The defrag segments are created in defrag_segments() at the end fo the defragmentation process, i.e. if all of the fragments have been received. The msgb contains the defragmented (complete) PDU.
The way how I understand defrag_segments(): It will only free the 'expnd' message if any DCOMP or PCOMP is active. But it will not actually free the 'msg' that is passed into sgsn_rx_sndcp_ud_ind(). And the latter function is not free()ing msg. In fact, it not even uses the 'msg' argument at all ?!?
Updated by laforge almost 4 years ago
- Status changed from New to In Progress
- % Done changed from 0 to 20
So the normal flow of events is:
- handle_nsip_read()
- gprs_ns_rcvmsg()
- gprs_ns_process_msg()
- gprs_ns_rx_unitdata()
- sgsn_ns_cb(GPRS_NS_EVT_UNIT_DATA, ...)
- bssgp_rcvmsg()
- bssgp_rx_ptp()
- bssgp_rx_ul_ud()
- sgsn_main.c:bssgp_prim_cb(SAP_BSSGP_LL, PRIM_BSSGP_UL_UD, PRIM_OP_INDICATION)
- gprs_llc.c:gprs_llc_rcvmsg()
- sndcp_llunitdata_ind()
- if defragmentation needed, defrag_input()
- crate copy of payload in defrag_enqueue()
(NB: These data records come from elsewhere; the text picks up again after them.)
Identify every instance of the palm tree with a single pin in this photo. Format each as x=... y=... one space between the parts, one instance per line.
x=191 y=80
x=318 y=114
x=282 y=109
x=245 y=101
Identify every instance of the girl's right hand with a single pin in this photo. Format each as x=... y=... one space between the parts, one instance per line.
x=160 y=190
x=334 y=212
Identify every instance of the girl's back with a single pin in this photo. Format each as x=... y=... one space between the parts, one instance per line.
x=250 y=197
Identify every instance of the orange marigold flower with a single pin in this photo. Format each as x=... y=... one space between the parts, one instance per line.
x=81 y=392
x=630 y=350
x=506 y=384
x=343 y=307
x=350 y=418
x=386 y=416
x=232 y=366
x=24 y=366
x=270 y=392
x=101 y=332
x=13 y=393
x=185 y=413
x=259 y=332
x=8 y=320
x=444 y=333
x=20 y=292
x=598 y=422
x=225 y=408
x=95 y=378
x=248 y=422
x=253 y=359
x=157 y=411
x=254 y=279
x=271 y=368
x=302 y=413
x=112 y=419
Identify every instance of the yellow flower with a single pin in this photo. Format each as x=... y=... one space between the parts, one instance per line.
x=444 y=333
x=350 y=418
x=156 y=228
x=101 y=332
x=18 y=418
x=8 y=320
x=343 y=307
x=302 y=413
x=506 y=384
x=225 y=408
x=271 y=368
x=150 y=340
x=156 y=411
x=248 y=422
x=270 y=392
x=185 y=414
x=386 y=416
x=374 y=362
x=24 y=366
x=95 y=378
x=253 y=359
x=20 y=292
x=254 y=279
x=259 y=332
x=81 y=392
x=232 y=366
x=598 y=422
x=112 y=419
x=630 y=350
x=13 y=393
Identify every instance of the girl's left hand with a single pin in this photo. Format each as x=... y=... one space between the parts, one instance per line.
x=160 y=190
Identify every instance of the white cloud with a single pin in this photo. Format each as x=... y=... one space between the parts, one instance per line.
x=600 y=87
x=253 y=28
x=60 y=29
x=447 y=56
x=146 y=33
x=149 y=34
- eventually end up in defrag_segments(), where the "SNDCP Defrag" msg is allocated
- if no defragmentation is needed, sgsn_rx_sndcp_ud_ind()
- if defragmentation needed, defrag_input()
- return up the stack to handle_nsip_read() where the msgb is free'd
- memory ownership of the msgb is never transferred anywhere during the entire NS/BSSGP/LLC/SGSN stack traversion
- anyone wanting to take a copy of the memory needs to do so
- sgsn_rx_sndcp_ud_ind() will not take ownership
=> defrag_segments() must free the msgb it allocates.
Updated by laforge almost 4 years ago
- % Done changed from 20 to 50
Proposed fix in https://gerrit.osmocom.org/c/osmo-sgsn/+/18733
Updated by laforge almost 4 years ago
As far as I can tell this bug has been present since the original defragmentation implementation was added in 2010 (!). It seems we never encountered a sufficient number of fragmented SNDCP messages to really run into serious resource exhaustion problems ?!?
Updated by laforge almost 4 years ago
- Status changed from In Progress to Resolved
- % Done changed from 50 to 100
patch merged.